2. En 2017, un album de vingt chansons, comme celui que tu nous prépares, ça se voit très peu. Peux-tu nous raconter le processus qui t’a mené à vouloir faire un album double?
«L’album documente deux chapitres de ma vie. Deux histoires que je devais raconter, mais ne pas mélanger. J’avais trente-cinq chansons. Je n’ai jamais autant écrit en un an et demi, jamais été aussi fier de mon songwriting. Au moment où Volcano est sorti en février 2016, j’avais déjà dix chansons d’écrites.»
«J’avais délaissé l’anglo pendant cinq-six ans, en plus de vivre des traumatismes. J’avais trop à dire. Ça débordait de partout. L’album double faisait du sens. L’argument que les gens n’auraient pas la patience ou souffraient d’un déficit d’attention me servait. Je me disais que ça passerait mieux sous une bannière-collection qu’avec deux disques en deux ans. Là, je crois que les gens auraient été un peu blasés.»
3. La pièce «In What World Do You Savages Live Where You Thought I’d Be Cool?» est particulièrement émotive, avec des textes poignants qui font allusion au suicide. Est-ce que c’était important pour toi d’aborder ce sujet, assez personnel, sur ce nouvel album?
«En avril 2016, j’ai voulu mourir. J’ai voulu disparaître. C’était violent. L’hôpital. Des piliers dans ma vie se sont effondrés. Les gens sur qui je comptais le plus m’ont poignardé. Je ne savais plus où regarder. Je cherchais de l’air. Tout en portant des œillères. C’était deux mois après la sortie de Volcano. J’étais en plein élan promo. J’étais entouré de gens toxiques (que j’aimais de toutes mes tripes).»

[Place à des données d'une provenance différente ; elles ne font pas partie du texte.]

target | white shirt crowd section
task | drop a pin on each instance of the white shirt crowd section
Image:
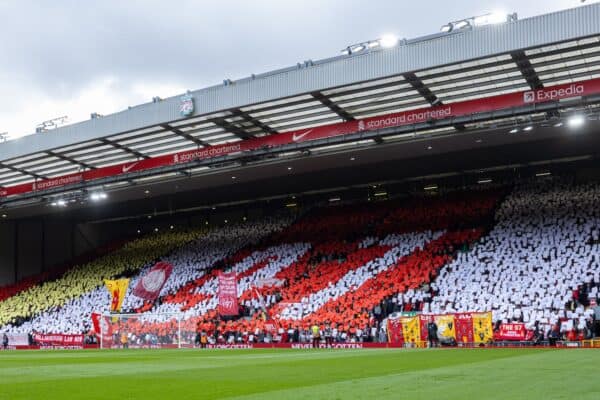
(189, 262)
(542, 247)
(402, 245)
(281, 257)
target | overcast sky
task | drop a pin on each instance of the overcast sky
(76, 57)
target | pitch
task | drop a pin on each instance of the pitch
(301, 374)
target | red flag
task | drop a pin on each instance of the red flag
(102, 327)
(464, 327)
(149, 287)
(395, 334)
(227, 294)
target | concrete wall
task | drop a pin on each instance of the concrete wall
(29, 247)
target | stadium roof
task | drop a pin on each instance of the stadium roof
(442, 69)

«Cette chanson («Savages») s’est écrite toute seule. Je peux en parler aujourd’hui avec un certain détachement. J’ai remonté une sale pente. Je ne suis pas le premier à avoir vécu des moments sombres, et certainement pas le dernier. Mais bon, j’ai toujours écrit sur mes émotions; dans ce cas, les émotions étaient à turbo. Ce n’était pas «important» de l’écrire… ça allait de soi. Le beau dans tout ça, c’est que je n’ai jamais eu autant de plaisir à faire un disque. Je n’aurais pas pu le faire l’an dernier alors que j’étais au milieu de tout ce chaos.»
4. On pourrait croire que Loveshit II est un espèce de prolongement de l’un de tes premiers albums, Loveshit (2008). Est-ce qu’il y a effectivement certains parallèles à faire entre les deux, et si oui, lesquels?

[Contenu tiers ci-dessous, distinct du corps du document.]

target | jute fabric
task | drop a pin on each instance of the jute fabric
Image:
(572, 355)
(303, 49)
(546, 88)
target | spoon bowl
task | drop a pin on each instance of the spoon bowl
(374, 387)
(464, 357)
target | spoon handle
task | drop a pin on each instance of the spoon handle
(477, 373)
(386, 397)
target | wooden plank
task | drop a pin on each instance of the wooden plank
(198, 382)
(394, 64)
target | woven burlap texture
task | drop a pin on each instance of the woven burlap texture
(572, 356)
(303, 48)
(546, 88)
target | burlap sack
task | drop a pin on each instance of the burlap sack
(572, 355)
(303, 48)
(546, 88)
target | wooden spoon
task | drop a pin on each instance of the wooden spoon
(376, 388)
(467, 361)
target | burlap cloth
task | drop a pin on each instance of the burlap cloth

«Le parallèle principal est que j’ai joué toutes les guitares et 85% des basses sur l’album. Loveshit II ne pourrait pas plus me ressembler. Sans prétention, j’ai un peu trop hâte que tout le monde entende l’œuvre. Drôlement, l’album est sûrement la suite logique à The Sound Your Life Makes. Il est varié, un peu plus salade de fruits. Tout mon amour de la musique y passe. Toutes mes influences.»

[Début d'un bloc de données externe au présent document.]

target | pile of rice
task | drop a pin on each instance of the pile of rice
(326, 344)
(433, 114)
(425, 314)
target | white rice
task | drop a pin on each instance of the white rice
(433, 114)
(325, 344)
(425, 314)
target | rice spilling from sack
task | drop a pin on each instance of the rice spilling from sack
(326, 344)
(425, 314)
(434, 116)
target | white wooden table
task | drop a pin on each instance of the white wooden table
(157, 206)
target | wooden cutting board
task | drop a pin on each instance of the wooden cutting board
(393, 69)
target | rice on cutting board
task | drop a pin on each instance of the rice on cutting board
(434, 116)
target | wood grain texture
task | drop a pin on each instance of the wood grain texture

5. On a pu observer tes talents de réalisateurs avec le vidéoclip de «Blondie» paru il y a quelques semaines. Est-ce que c’est une avenue que tu aimerais explorer dans le futur pour tes propres pièces ou pour d’autres?
«Possiblement. Le concept est simple avec «Blondie». Kimberley Bittner Quinn fait fréquemment des vidéos de danse contemporaine et d’exploration de mouvements sur son compte Instagram. J’ai simplement voulu en faire un clip. Et, entre-temps, j’ai acheté un chaton (Bill Murray), et je me suis permis de lui faire boire de l’eau à l’écran pendant le solo. C’est léger, un peu niaiseux, et surtout c’est ce que j’avais envie de voir. J’ai beaucoup de respect pour les réalisateurs. On verra bien pour la suite.»